Il Gruppo Antropologico Cremasco, in collaborazione con Studio Alice – Alice nella Città di Castelleone, invita tutti a partecipare all’incontro.

STRADE BLU
Un viaggio dentro l’America

letto e commentato da DONATA RICCI e UMBERTO BELLODI.

“Sulle vecchie cartine stradali d’America, le strade principali erano segnate in rosso e quelle secondarie in blu. Adesso i colori sono cambiati, ma subito prima dell’alba e subito dopo il tramonto brevi istanti né giorno né notte – le vecchie strade restituiscono al cielo un poco del suo colore, assumendo a loro volta un’arcana tonalità blu. E’ l’ora in cui le strade blu hanno un fascino intenso, e sono aperte, invitanti, enigmatiche: uno spazio dove l’uomo può perdersi”.

Quando Einaudi nel 1988 pubblica l’edizione italiana di Strade blu. Un viaggio dentro l’America, s’intuisce subito che diventerà un classico della narrativa contemporanea. Tant’è che la locuzione “strade blu” diviene una sorta di brand, dando il nome anche ad una collana editoriale.

Ma perché parlarne ancora oggi? Innanzitutto perché si tratta di un libro bellissimo e affascinante, ma anche perché soddisfa il desiderio di far riemergere l’America “buona” in questi tempi cupi, quell’America che ci ha regalato infiniti stimoli e suggestioni in svariati campi: cinema, musica e, appunto, letteratura.

Siamo in Missouri, Midwest, cuore geografico del continente nordamericano e corrono i primi anni ’80. Heat-Moon (nome di chiara derivazione nativa) sta attraversando un periodo complicato: la moglie lo lascia e contemporaneamente perde il lavoro. E’ disorientato. E allora decide di partire, a bordo di un furgoncino che battezza Ghost Dancing, per intraprendere un viaggio “dentro” l’America, in un itinerario circolare lungo le blue highways, quei filiformi tracciati quasi invisibili sulle cartine geografiche, di cui i turisti solitamente ignorano l’esistenza.
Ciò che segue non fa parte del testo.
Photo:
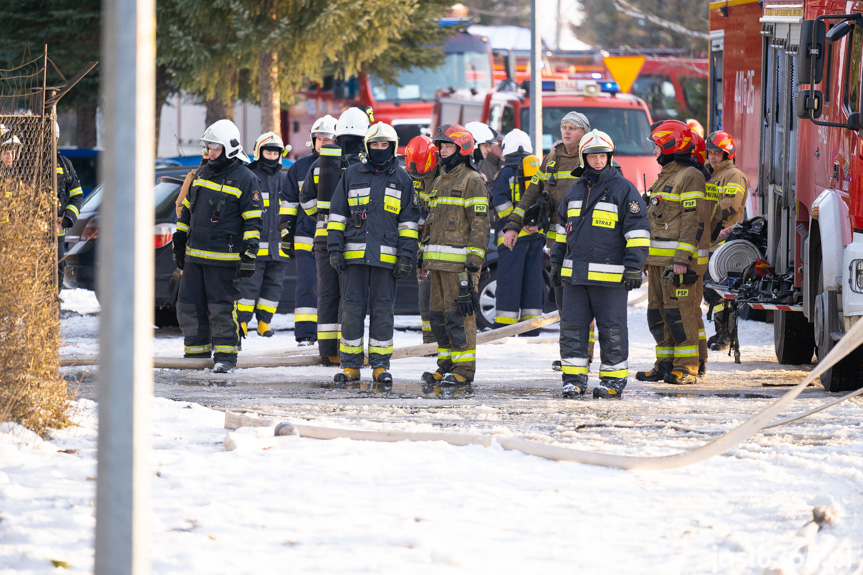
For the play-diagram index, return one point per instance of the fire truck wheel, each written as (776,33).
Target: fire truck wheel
(793,338)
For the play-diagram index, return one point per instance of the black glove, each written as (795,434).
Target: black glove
(337,260)
(247,266)
(556,280)
(179,248)
(465,298)
(632,278)
(403,268)
(286,228)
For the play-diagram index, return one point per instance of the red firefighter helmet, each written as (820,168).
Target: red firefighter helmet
(421,156)
(458,135)
(695,126)
(672,136)
(699,149)
(722,141)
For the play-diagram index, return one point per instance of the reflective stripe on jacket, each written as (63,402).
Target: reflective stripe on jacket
(606,231)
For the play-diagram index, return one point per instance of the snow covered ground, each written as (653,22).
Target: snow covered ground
(295,505)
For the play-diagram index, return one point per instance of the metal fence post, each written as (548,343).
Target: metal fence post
(126,288)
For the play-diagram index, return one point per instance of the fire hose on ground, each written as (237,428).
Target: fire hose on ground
(759,421)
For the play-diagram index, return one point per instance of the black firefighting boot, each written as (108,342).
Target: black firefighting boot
(679,377)
(575,387)
(264,329)
(455,379)
(721,339)
(348,375)
(655,374)
(610,388)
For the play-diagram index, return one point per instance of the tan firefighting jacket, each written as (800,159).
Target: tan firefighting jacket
(555,177)
(455,233)
(677,217)
(729,186)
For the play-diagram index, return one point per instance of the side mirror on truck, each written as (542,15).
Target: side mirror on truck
(810,56)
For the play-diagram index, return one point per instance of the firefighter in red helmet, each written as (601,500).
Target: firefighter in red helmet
(421,161)
(455,236)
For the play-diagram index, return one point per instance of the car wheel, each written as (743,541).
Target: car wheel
(487,288)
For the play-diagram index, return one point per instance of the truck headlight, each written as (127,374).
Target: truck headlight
(856,279)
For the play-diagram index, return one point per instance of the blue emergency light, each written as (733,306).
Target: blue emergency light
(609,87)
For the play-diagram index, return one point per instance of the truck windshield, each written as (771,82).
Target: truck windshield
(628,127)
(458,70)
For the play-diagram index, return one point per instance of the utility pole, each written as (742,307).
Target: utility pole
(535,124)
(125,386)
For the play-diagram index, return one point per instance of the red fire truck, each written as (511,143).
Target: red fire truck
(407,107)
(671,82)
(624,117)
(786,83)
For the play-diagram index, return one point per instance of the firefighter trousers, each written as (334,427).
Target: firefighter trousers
(672,316)
(306,296)
(207,311)
(582,305)
(260,294)
(329,302)
(519,284)
(455,335)
(369,288)
(424,289)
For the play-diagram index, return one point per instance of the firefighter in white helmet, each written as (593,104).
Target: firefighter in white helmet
(217,239)
(372,242)
(315,198)
(519,270)
(598,258)
(299,234)
(260,293)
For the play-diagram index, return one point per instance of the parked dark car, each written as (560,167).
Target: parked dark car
(82,244)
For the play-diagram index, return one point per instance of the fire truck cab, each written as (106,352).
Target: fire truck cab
(803,97)
(624,117)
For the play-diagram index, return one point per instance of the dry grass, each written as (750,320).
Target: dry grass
(32,393)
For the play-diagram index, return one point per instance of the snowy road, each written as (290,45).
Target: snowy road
(292,505)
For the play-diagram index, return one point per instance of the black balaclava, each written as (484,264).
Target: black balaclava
(222,162)
(270,166)
(380,158)
(350,144)
(452,162)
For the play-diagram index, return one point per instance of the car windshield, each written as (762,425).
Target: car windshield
(164,196)
(458,70)
(628,127)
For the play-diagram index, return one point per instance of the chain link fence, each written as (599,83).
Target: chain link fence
(32,392)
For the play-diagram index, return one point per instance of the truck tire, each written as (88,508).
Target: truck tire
(847,374)
(793,338)
(486,289)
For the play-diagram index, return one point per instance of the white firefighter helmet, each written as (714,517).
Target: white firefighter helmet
(225,132)
(595,142)
(381,132)
(352,122)
(481,133)
(516,140)
(268,139)
(324,126)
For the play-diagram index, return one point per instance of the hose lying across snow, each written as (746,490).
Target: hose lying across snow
(759,421)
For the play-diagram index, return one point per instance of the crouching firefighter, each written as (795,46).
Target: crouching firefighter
(677,224)
(453,247)
(372,242)
(315,198)
(598,258)
(260,293)
(216,243)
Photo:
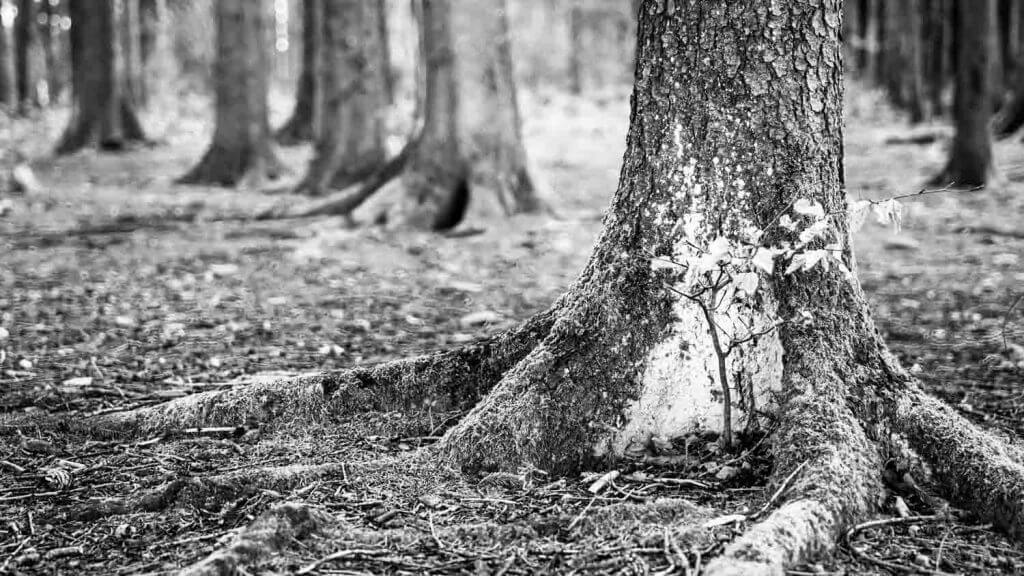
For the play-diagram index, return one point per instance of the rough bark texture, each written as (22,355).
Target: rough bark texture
(299,127)
(469,157)
(353,97)
(103,114)
(8,78)
(971,156)
(242,151)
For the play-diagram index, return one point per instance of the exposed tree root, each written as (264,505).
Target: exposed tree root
(978,469)
(439,382)
(841,484)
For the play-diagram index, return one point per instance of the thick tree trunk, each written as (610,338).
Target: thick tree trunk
(353,99)
(300,126)
(8,78)
(103,114)
(242,151)
(971,156)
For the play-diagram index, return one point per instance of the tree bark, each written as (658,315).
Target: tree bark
(971,156)
(352,99)
(300,126)
(8,78)
(242,151)
(103,113)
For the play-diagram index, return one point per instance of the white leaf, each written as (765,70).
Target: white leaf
(810,208)
(764,259)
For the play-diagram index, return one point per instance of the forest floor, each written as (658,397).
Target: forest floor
(119,289)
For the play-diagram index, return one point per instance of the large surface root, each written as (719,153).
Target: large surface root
(837,482)
(438,382)
(979,470)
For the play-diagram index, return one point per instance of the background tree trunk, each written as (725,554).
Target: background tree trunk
(242,150)
(8,78)
(469,156)
(102,111)
(576,47)
(300,126)
(352,96)
(971,156)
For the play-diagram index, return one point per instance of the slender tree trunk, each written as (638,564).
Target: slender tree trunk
(156,52)
(469,158)
(353,97)
(132,46)
(26,40)
(938,37)
(103,114)
(971,156)
(242,151)
(8,77)
(872,40)
(576,47)
(300,127)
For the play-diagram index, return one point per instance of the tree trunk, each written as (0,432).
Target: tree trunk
(300,126)
(26,40)
(8,78)
(733,172)
(971,156)
(469,157)
(102,114)
(242,151)
(576,47)
(353,97)
(156,51)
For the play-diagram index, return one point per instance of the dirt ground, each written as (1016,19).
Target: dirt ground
(120,289)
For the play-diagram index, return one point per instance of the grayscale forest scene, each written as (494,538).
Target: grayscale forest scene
(511,287)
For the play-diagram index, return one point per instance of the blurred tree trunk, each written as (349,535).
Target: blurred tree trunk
(576,47)
(155,50)
(54,84)
(971,156)
(938,38)
(26,42)
(242,152)
(132,46)
(470,153)
(300,126)
(352,96)
(8,78)
(103,114)
(872,40)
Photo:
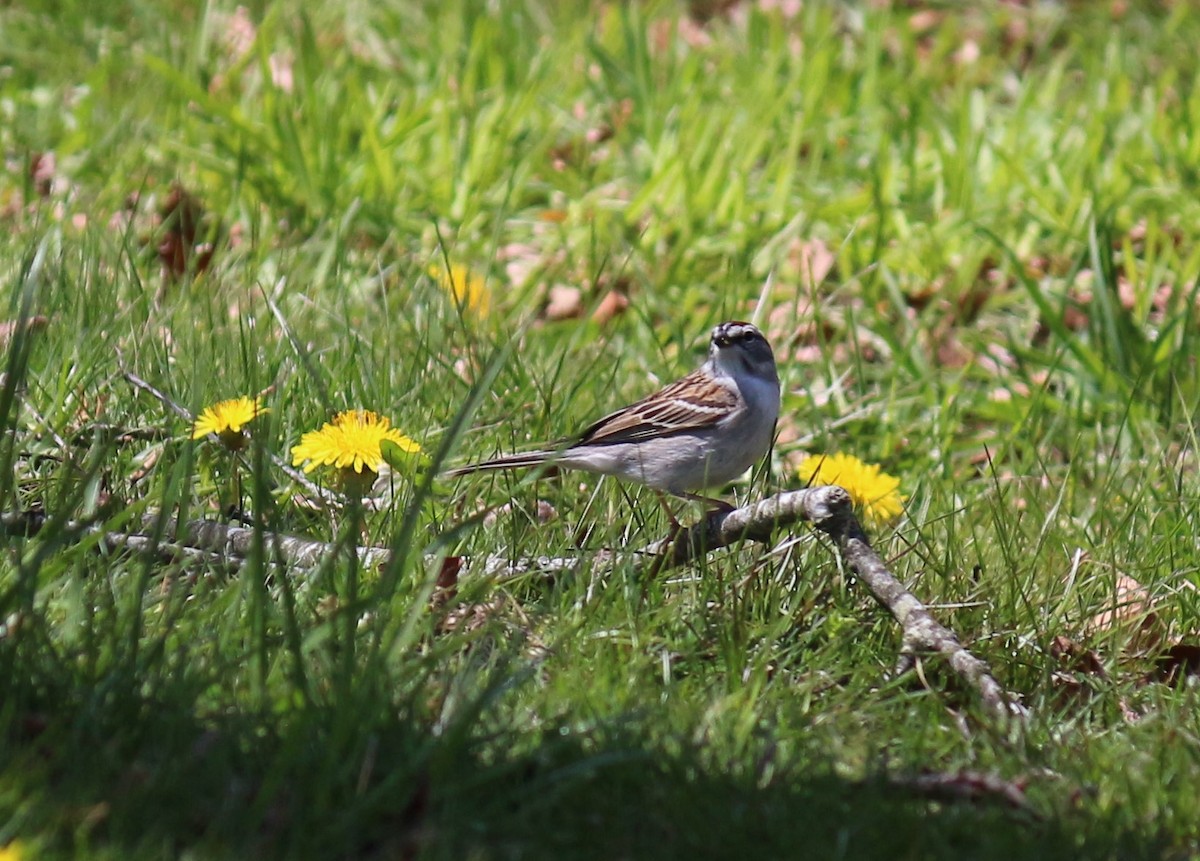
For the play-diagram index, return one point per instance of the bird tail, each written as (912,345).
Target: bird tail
(531,458)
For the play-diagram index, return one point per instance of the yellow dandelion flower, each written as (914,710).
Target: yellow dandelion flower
(228,420)
(468,290)
(349,443)
(876,494)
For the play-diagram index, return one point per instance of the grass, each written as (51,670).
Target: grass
(977,236)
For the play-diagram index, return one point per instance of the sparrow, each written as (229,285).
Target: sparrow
(699,432)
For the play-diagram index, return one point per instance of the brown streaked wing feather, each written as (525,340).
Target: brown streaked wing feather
(665,411)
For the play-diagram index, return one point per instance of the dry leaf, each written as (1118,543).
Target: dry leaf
(1131,608)
(180,217)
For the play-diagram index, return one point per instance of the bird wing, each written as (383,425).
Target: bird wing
(690,403)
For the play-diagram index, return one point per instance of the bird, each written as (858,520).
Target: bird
(700,432)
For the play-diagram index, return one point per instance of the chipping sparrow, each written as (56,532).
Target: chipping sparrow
(699,432)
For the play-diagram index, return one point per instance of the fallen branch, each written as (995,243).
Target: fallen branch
(828,509)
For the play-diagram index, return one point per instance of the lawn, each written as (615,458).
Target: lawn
(971,238)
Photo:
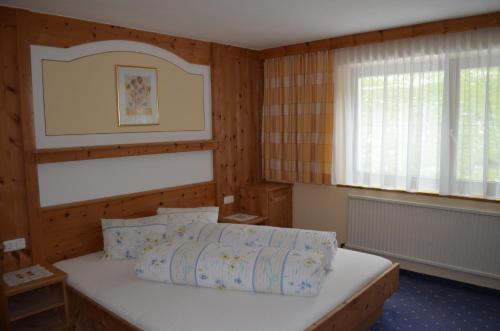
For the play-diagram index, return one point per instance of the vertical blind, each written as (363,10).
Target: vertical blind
(421,114)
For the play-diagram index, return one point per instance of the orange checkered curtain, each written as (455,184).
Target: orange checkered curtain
(297,121)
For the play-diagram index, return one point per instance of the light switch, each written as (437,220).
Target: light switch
(228,199)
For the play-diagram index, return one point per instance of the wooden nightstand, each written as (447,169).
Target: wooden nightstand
(258,220)
(40,304)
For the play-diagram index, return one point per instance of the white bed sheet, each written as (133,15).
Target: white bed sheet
(166,307)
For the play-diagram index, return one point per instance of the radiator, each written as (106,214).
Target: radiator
(454,238)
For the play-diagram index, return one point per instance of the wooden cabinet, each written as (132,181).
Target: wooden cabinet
(272,200)
(40,304)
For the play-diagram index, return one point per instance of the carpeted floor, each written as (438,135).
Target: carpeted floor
(430,303)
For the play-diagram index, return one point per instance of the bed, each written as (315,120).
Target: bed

Va alla ricerca di un’America differente, lontana dai grandi centri abitati ma generosa di spunti di riflessione e di incontri occasionali illuminanti: quella che siamo soliti definire l’America “profonda”. Porta con sé due libri: Foglie d’erba di Whitman e Alce nero parla di Neihardt. Il risultato è un avvincente diario di viaggio, un viaggio non soltanto geografico ma soprattutto interiore.